In Lisbona, nella Stamperia Reale 

 

 


 

È noto per l'istorie che Semiramide ascalonita, di cui fu creduta madre una ninfa d'un fonte e nutrici le colombe, giunse ad esser consorte di Nino re degli Assiri, che dopo la morte di lui regnò in abito virile facendosi credere il picciolo Nino suo figliuolo, aiutata alla finzione dalla similitudine del volto e dalla strettezza colla quale vivevano non vedute le donne dell'Asia, e che alfine riconosciuta per donna fu confermata nel regno dai sudditi che ne avevano esperimentata la prudenza ed il valore.

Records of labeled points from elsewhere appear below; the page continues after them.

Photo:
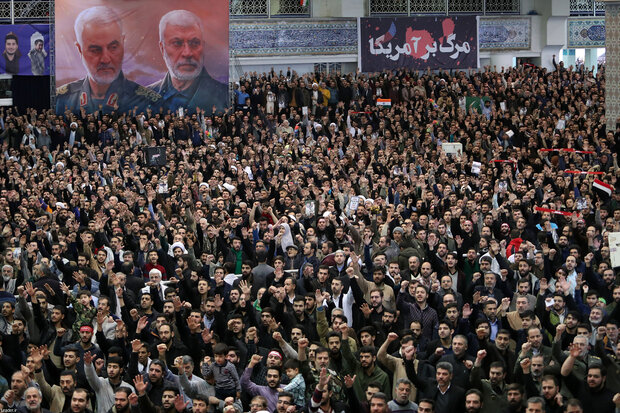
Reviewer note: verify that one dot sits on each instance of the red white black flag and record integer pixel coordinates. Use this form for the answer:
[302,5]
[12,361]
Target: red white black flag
[603,189]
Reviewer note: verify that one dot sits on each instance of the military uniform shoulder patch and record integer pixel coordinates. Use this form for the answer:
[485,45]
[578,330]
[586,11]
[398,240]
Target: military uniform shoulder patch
[148,93]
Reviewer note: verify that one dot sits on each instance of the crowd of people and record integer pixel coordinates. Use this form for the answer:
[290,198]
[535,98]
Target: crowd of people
[310,251]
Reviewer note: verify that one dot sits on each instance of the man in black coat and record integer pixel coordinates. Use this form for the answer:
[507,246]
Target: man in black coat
[448,397]
[593,392]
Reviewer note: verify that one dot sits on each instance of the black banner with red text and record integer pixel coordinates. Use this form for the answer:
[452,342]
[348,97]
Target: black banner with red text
[418,43]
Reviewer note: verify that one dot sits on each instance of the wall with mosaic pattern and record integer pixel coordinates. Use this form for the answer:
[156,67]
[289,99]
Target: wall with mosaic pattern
[586,32]
[612,64]
[292,38]
[501,33]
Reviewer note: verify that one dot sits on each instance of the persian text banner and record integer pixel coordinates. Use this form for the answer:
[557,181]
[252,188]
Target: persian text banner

L'azione principale del dramma è questo riconoscimento di Semiramide, al quale per dare occasione e per togliere nel tempo istesso l'inverisimilitudine della favolosa origine di lei, si finge che fosse figlia di Vessore re di Egitto, che avesse un fratello chiamato Mirteo educato da bambino nella corte di Zoroastro re de' Battriani, che s'invaghisse di Scitalce principe d'una parte dell'Indie, il quale capitò nella corte di Vessore col finto nome d'Idreno, che non avendolo potuto ottenere in isposo dal padre fuggisse seco, che questi nella notte istessa della fuga la ferisse e gettasse nel Nilo per una violenta gelosia fattagli concepire per tradimento

 

 


 

 

da Sibari suo finto amico, e non creduto rivale, e che indi, sopravivendo ella a questa sventura, peregrinasse sconosciuta e che poi le avvenisse quanto d'istorico si è accennato di sopra.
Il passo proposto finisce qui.